Contradixie, Esai – Mungkin benar apa yang tertulis dalam Surah Al-Maarij (70):19. Manusia itu ciptaan yang ora jelas blas. Kadang ia begitu, kadang begini. Sebal sama yang itu, tapi dia melakukannya sendiri. 

Ia bisa resah luar biasa hanya karena dunia tidak berjalan sesuai kemauannya. Ketika teman-temannya bertindak sedikit saja di media sosial dan itu ia nilai konyol, maka konyollah mereka. 

Pada status apa pun, ingin ia mengendalikannya. Bagaimana potret dunia, harus ia yang menentukan. 

Sebagai kuda-kuda—siapa tahu teman-temannya akan protes pada kecenderungannya yang sedemikian itu—ia kerap membangun argumentasi untuk berdebat. 

Dalam kasus media sosial, ia karang fiksi tentang pemuda kesepian dan pengakuan, sindrom bintang, krisis identitas, hak berpendapat, dan sebagainya. 

Tanpa ragu, ia hadirkan pakar-pakar di setiap fiksinya. Untuk pemuda-pemuda kesepian dan krisis identitas, ia panggil Karl Mannheim (1952). Untuk sindrom bintang, ia belok-belokkan sedikit tesis Karen Horney (1950), dan untuk kebebasan berpendapat dalam kaitannya dengan pengakuan, ia pinjam nama Francis Fukuyama.

Guna menepis kesan ke-Barat-barat-an, di beberapa kesempatan pun, dengan sok bijak ia dendangkan bait-bait Ki Ageng Suryomentaram.

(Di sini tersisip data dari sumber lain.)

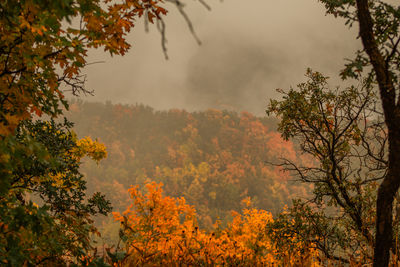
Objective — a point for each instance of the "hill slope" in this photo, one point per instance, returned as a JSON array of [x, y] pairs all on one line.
[[213, 158]]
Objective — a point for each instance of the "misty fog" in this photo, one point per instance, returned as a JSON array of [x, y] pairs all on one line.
[[248, 50]]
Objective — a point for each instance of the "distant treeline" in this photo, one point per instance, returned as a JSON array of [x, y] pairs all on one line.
[[213, 158]]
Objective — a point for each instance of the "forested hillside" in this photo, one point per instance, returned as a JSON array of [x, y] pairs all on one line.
[[213, 158]]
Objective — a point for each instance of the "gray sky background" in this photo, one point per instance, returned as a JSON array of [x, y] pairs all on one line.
[[249, 49]]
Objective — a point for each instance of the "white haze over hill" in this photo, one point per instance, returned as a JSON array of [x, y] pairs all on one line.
[[249, 49]]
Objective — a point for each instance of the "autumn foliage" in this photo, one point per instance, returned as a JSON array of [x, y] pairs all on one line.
[[163, 231], [213, 158]]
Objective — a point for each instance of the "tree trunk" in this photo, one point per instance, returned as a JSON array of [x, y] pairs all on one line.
[[390, 184]]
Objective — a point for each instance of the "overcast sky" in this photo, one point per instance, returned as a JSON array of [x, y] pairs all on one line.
[[249, 49]]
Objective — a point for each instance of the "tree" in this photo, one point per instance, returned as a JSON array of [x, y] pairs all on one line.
[[379, 31], [45, 213], [43, 49], [339, 130]]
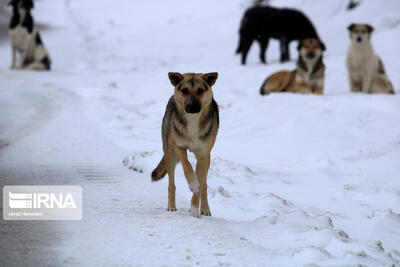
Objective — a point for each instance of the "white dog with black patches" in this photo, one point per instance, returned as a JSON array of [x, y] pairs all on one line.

Ngumbar pacarmu masak sego goreng gawe awakmu iki oleh, tapi yo sak perlune. Ngumbar kowe lagi nang ndi karo yangmu ki yo ra popo, neng sak butuhe. Ngumbar kowe lagi tukaran heboh karo wong liyo yo bagus, tapi sak mestine. Ngumbar awakmu dikon ngisi konferensi intersemesta yo apik (tahaddus linnikmah), neng sak cukupe.

Ia meresahkan segala hal, menuding sana-sini, menyusun mitos, dan di waktu bersamaan, ia melakukannya. Ia memang butuh sembahyang! (kza)


“Hasrat untuk mendapat pengakuan tidak berhubungan dengan objek material apa pun melainkan sebatas upaya menjadikan diri dianggap bernilai oleh orang lain secara sadar.”